Discussion:
[rrd-users] Percentile consolidation
(too old to reply)
Pablo Chacin
2015-10-24 10:43:48 UTC
Permalink
Greetings

Been able to pre-calculate an store certain data percentiles, like media an
95 percentile is a common requirement for any metrics database, as these
aggregation functions are much more stable and representative of data than
the average or maximun values.

I saw that the mean was recently included as an consolidation function in
rrdtool, but still there's no possible to calculate other arbitrary
percentiles. Interestingly, percentiles have been available when retrieving
data for graphs or reporting.

Is there any compiling reason not to include percentiles as consolidation
functions? Is there any plan to do so in the future?

Regards


---------------------------
Pablo Chacin
CTO
SenseFields SL
Tlf (+34) 93 250 45 98
Gran Via 674, principal 1º
08010 Barcelona, Spain
http://www.sensefields.com


This message was directed exclusively at the recipient and contains
privileged and confidential information. If you receive this message in
error, I beg to inform us immediately by reply email or by phone 0034 93
250 45 98, and proceed to their elimination.
Steve Shipway
2015-10-24 23:43:05 UTC
Permalink
Percentiles cannot be calculated incrementally; you need the entire dataset to deduce them whereas mean, max, min only require the last calculation result and possibly the number of samples so far. Hence you cannot have the percentile as a CF

However the RRDTool RPN functions include a percentile calculator, so you can still deduce this on the fly as you graph using the available samples. You would need to be careful to ensure that the data series over which you are aggregating is of maximum granularity though if you want to ensure maximum accuracy

Steve

Steve Shipway
University of Auckland ITS
UNIX Systems Design Lead
***@auckland.ac.nz<mailto:***@auckland.ac.nz>
Ph: +64 9 373 7599 ext 86487

________________________________
From: rrd-users [rrd-users-bounces+s.shipway=***@lists.oetiker.ch] on behalf of Pablo Chacin [***@sensefields.com]
Sent: Saturday, 24 October 2015 11:43 p.m.
To: rrd-***@lists.oetiker.ch
Subject: [rrd-users] Percentile consolidation

Greetings

Been able to pre-calculate an store certain data percentiles, like media an 95 percentile is a common requirement for any metrics database, as these aggregation functions are much more stable and representative of data than the average or maximun values.
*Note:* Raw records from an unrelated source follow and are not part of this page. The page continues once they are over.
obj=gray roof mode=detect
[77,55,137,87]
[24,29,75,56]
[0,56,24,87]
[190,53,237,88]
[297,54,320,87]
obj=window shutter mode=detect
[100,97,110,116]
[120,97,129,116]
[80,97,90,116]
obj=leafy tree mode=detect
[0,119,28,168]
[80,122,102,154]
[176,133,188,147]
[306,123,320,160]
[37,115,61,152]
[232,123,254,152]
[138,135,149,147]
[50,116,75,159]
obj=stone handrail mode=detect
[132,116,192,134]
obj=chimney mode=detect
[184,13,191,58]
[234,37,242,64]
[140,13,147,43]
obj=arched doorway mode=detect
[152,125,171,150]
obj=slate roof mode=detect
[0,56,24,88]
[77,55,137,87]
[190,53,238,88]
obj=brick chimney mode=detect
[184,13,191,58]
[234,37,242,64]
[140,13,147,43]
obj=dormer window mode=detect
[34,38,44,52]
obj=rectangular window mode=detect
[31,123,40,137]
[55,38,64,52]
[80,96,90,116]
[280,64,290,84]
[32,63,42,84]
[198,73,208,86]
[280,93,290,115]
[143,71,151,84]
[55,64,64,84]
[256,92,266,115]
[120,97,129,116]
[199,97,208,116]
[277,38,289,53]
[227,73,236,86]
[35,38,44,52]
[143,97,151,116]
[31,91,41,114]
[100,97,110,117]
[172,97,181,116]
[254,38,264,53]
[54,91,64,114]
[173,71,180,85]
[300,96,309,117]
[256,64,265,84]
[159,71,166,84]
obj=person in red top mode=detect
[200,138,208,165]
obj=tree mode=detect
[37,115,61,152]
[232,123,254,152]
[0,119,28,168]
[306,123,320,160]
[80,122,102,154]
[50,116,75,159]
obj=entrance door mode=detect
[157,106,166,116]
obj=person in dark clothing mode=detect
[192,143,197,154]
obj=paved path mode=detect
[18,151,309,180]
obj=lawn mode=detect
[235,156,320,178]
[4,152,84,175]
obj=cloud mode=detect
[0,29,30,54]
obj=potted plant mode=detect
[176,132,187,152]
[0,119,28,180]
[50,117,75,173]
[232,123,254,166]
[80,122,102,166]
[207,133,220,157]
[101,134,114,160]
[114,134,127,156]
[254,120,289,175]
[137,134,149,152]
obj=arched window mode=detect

I saw that the mean was recently included as an consolidation function in rrdtool, but still there's no possible to calculate other arbitrary percentiles. Interestingly, percentiles have been available when retrieving data for graphs or reporting.

Is there any compiling reason not to include percentiles as consolidation functions? Is there any plan to do so in the future?

Regards


---------------------------
Pablo Chacin
CTO
SenseFields SL
Tlf (+34) 93 250 45 98
Gran Via 674, principal 1º
08010 Barcelona, Spain
http://www.sensefields.com<http://www.sensefields.com/>


This message was directed exclusively at the recipient and contains privileged and confidential information. If you receive this message in error, I beg to inform us immediately by reply email or by phone 0034 93 250 45 98, and proceed to their elimination.
Donovan Baarda
2015-10-25 23:02:29 UTC
Permalink
Note that variance, and hence stddev, can be calculated incrementally (by
keeping a timeseries of the average rate squared; variance = (average
rate^2 - average^2), stddev=sqrt(variance)), and assuming a normal
distribution, 95th percentile = 2*stddev. The accuracy of this depends on
how closely your samples match a normal distribution and is not as
resilient to outliers as calculating a true 95th percentile from all the
samples, but it's a pretty good approximation. If you know your
distribution is closer to log-normal (which it often is for things like
latency), you can calculate a more accurate 95th percentile from the
average and variance like this;

mu = ln(avg) - ln(var/avg**2 + 1)/2
sigma = sqrt(ln(var/avg**2 + 1))
p95 = lognorminv(0.95, mu, sigma)

Unfortunately right now rrd doesn't support RRA's of type variance
(CF=VAR?) or mean value squared (CF=AVERAGE2?). However, if you were going
to request a feature, this is something that is definitely possible. A true
95th percentile RRA is definitely not. Another ugly approximation uses
bucketed distributions, but I wouldn't request that.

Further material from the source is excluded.